施設に入ってすぐにコロナ禍になって、面会は月に1回程度、ガラスを隔てた場所でのみ。行かないんじゃなく、行けないという状況に、母はやっと少しほっとしたような顔をしていた。
その間にみるみる認知症がすすみ、母のことも父のことも、実の娘のこともわからなくなって、人が変わったように丸くなった。
亡くなる前に会いに行ったとき、わたしが誰かはわかっていなかったと思うけど、手をとって「ありがとね」と言った。そのときでさえ、わたしの気持ちは驚くほど動かなかった。母はもう何かを吹っ切ったような顔をしていたけど。
***
祖母の遺影と祭壇の前に立つ。
死化粧を施された祖母は、穏やかな顔をしている。
生前あんなに母を、わたしたち家族を虐げて苦しめた人も、こんなふうに送り出してもらえるんだね。おばあちゃんは幸せ者だよ。よかったね。
この状況でも、わたしの心は冷たく固まったままだ。
汚いものをみるような目で見られたこと。
悪口の言葉の一語一句。
全部わたしの心に影を落としたまま。
祖母にもわたしにはわからない人生や想い、苦しみや憤りもあったんだろうと思う。当たり前だ。それくらいのことが想像できるくらい大人になってしまったから、祖母だけが悪かったとは思っていない。

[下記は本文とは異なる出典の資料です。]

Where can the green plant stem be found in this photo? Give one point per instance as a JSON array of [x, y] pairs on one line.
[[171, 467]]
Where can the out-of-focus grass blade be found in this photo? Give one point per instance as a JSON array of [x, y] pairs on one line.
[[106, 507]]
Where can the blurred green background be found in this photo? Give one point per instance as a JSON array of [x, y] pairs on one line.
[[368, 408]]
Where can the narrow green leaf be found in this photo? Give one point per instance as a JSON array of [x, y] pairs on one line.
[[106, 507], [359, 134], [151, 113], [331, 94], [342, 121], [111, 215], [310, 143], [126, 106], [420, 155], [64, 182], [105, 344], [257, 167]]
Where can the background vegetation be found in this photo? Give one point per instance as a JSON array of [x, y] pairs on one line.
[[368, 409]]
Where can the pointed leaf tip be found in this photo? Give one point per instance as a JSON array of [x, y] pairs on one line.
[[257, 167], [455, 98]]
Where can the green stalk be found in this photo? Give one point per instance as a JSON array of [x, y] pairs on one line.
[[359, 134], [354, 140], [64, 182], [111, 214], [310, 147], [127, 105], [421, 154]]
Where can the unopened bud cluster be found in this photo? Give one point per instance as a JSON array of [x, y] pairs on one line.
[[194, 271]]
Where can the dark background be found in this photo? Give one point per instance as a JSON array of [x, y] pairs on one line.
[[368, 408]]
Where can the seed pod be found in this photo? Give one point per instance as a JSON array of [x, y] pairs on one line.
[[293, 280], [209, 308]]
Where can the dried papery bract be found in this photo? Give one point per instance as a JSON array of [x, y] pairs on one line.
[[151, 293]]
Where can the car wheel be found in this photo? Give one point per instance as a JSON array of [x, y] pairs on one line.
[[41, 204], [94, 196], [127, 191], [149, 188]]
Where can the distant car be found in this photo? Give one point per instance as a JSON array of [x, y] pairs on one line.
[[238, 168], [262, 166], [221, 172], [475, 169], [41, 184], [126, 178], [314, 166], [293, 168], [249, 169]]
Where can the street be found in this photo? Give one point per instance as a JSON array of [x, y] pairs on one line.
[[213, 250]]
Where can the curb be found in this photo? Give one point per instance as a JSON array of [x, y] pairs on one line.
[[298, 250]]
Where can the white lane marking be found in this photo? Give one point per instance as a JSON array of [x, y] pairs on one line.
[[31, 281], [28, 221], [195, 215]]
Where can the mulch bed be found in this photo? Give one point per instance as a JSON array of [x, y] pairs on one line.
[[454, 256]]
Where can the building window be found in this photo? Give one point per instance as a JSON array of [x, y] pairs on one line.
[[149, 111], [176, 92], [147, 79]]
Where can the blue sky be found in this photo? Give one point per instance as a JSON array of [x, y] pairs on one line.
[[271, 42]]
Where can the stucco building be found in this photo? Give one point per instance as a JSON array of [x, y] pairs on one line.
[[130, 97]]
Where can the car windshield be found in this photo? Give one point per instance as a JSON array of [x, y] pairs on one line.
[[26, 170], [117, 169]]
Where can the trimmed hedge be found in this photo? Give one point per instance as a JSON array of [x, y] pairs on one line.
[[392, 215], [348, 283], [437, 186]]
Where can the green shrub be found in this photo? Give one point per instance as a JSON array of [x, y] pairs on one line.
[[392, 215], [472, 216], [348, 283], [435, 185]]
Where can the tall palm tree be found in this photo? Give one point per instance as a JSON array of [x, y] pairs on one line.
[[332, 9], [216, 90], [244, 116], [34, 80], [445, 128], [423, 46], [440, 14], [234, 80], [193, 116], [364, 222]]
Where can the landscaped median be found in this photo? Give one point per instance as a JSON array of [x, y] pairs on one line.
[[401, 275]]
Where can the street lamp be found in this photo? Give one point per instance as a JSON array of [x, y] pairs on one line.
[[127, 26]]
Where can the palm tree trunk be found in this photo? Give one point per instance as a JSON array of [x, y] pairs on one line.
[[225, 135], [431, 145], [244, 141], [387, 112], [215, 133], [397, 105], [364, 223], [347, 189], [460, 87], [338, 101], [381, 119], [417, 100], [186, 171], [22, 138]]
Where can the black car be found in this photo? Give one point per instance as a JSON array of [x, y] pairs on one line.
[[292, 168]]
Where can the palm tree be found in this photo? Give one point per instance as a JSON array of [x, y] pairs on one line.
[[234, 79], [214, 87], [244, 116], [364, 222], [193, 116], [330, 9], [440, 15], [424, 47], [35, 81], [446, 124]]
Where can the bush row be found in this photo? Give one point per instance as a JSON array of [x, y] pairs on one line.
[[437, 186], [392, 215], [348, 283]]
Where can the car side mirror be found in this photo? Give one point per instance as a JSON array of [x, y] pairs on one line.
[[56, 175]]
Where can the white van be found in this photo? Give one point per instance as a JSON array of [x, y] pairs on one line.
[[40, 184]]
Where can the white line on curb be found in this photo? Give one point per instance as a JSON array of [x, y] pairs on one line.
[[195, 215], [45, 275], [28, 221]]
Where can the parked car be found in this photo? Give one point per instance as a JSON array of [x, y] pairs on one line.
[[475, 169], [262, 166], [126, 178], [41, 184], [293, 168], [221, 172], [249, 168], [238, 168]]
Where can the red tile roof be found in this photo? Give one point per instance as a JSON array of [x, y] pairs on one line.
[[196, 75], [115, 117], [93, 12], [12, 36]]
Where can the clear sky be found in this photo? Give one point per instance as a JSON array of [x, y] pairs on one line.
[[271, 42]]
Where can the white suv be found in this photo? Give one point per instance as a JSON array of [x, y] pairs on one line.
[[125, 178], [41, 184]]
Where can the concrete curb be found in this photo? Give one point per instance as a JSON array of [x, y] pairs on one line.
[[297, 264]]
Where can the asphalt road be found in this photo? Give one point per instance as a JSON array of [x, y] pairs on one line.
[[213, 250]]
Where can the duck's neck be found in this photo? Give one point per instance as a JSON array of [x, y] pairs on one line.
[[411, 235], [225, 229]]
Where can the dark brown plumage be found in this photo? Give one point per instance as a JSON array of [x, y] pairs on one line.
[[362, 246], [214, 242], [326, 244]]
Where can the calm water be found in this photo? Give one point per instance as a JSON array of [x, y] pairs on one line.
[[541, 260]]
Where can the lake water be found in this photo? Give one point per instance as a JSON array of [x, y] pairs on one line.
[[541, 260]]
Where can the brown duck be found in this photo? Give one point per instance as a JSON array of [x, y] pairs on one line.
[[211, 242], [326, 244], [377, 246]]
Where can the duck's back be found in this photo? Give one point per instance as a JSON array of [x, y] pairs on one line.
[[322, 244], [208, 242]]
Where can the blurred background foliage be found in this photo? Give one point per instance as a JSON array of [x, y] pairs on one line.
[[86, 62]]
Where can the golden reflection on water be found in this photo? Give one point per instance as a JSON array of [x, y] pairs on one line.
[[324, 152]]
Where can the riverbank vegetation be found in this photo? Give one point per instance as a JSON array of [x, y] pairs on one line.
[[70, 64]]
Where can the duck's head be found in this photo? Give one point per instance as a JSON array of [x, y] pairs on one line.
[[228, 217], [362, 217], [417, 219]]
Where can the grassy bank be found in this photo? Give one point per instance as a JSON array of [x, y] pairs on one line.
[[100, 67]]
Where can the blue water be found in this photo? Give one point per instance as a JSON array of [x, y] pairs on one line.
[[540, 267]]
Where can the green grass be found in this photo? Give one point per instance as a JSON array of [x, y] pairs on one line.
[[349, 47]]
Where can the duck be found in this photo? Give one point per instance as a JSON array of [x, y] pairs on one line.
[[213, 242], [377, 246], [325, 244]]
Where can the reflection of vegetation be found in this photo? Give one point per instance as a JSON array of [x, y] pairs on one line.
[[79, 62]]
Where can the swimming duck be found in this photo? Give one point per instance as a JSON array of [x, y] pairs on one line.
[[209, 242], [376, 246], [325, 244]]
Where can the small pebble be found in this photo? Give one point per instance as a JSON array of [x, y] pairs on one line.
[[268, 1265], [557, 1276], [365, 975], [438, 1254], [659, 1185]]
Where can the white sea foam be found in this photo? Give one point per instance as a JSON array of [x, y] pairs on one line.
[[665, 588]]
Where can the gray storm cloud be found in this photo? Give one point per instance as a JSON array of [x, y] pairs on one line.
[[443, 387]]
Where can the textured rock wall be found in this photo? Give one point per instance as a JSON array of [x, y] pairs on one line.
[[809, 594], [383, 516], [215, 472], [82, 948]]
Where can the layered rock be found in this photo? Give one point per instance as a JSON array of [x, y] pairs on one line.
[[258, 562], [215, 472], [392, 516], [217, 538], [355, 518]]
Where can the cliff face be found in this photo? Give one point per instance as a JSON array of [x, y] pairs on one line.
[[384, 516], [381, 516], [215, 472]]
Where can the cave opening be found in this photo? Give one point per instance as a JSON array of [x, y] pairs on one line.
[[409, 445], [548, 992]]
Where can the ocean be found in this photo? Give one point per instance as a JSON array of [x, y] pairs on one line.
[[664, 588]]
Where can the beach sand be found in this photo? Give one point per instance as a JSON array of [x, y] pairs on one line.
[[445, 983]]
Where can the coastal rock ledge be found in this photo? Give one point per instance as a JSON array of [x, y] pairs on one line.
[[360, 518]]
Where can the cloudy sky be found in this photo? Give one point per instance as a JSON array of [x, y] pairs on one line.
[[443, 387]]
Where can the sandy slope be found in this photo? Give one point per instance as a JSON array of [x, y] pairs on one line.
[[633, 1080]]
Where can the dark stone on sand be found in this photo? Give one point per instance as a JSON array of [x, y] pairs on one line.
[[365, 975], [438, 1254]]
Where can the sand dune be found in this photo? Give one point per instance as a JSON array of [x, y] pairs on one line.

わたしがもっと子どもらしく甘えられる性格だったなら、祖母の態度も軟化したかもしれない。家のなかの空気も変わったかもしれない。
でも、わたしたちは違いすぎたし、合わなさすぎた。
お通夜、お葬式を経て、祖母は骨になって小さな箱に収まった。その過程を見届け、遺影を見上げて何度もお焼香して手を合わせた。それでもやっぱり、わたしの気持ちは動かない。
故人だからってすべてを赦さなければいけないの?
自分のために赦したいのに、赦せない。苦しいのに。
まるで修行だ。わたしにとっての。
いつか全部赦せるときがくるだろうか。
「おばあちゃん、おつかれさま」って
心から労うことができる日がくるだろうか。
今はまだむずかしそうだけど、
いつかそういう日が来るように、
わたしはこの先も続けるしかないんだろう。心の修行を。